Она опускает голову, пережёвывая это всё в голове и хочет закричать от услышанного. Кажется, перед ней сидит настоящий Том Риддл, у которого было детство, юность и начало взрослой жизни в те годы, о которых она не имела никогда чёткого представления, потому что не жила там, не чувствовала ту атмосферу и не знает тот жизненный уклад, бросивший ему вызов. Она абсолютно не знает настоящего Риддла, что вечно прячется под тысячами масок, видимо, перед зеркалом каждое утро выбирая, какую нацепить сегодня. И она с изумлением понимает, что сейчас он действительно преисполнен гениальными идеями, свежими мыслями и справедливыми мотивами, а давно полыхающая ненависть затем тупо сожгла его дотла и превратила в Волан-де-Морта.

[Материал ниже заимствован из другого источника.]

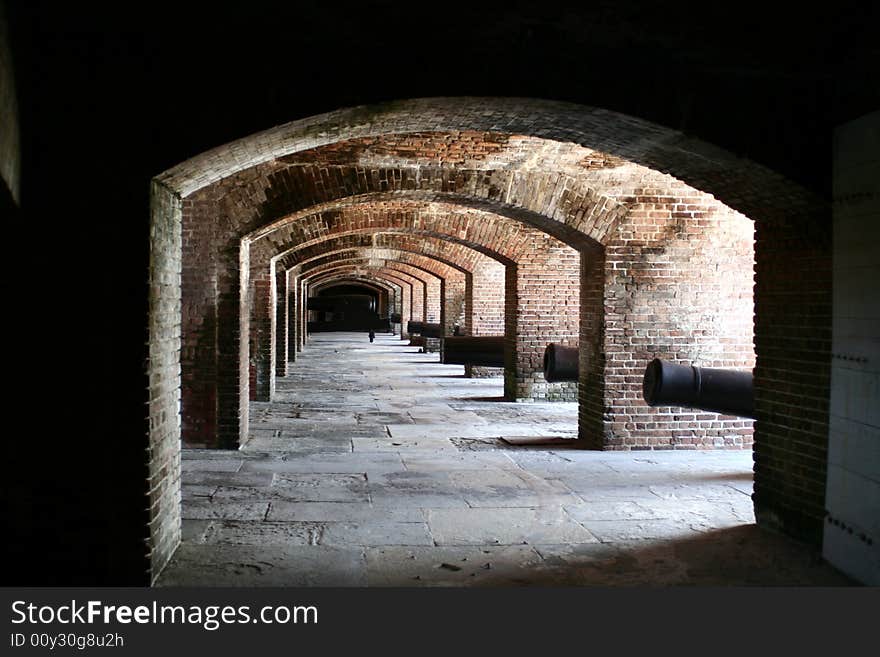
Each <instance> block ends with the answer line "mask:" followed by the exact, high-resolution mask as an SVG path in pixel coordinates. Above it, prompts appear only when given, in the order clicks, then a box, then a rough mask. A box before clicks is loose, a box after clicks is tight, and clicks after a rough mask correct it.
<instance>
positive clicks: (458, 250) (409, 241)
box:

Это было ужасно. Это задевало до глубины души.
– Когда я найду способ забрать тебя с собой, полагаю, я так же ничего не буду помнить, и я даже плохо представляю, что тебе нужно сделать, но одно я точно знаю: заставь меня вернуть чувства. Загадка кроется в том, чтобы диадема перестала хранить в себе всё, что я туда спрятал. Тогда она не попадётся никому, тогда она перестанет действовать и исчезнет эта петля, а я не потеряю себя. Ты поняла меня, Гермиона?
Она незаметно кивает и даже не думает что-либо говорить, потому что слишком тяжело воспринимать всё то, что она услышала.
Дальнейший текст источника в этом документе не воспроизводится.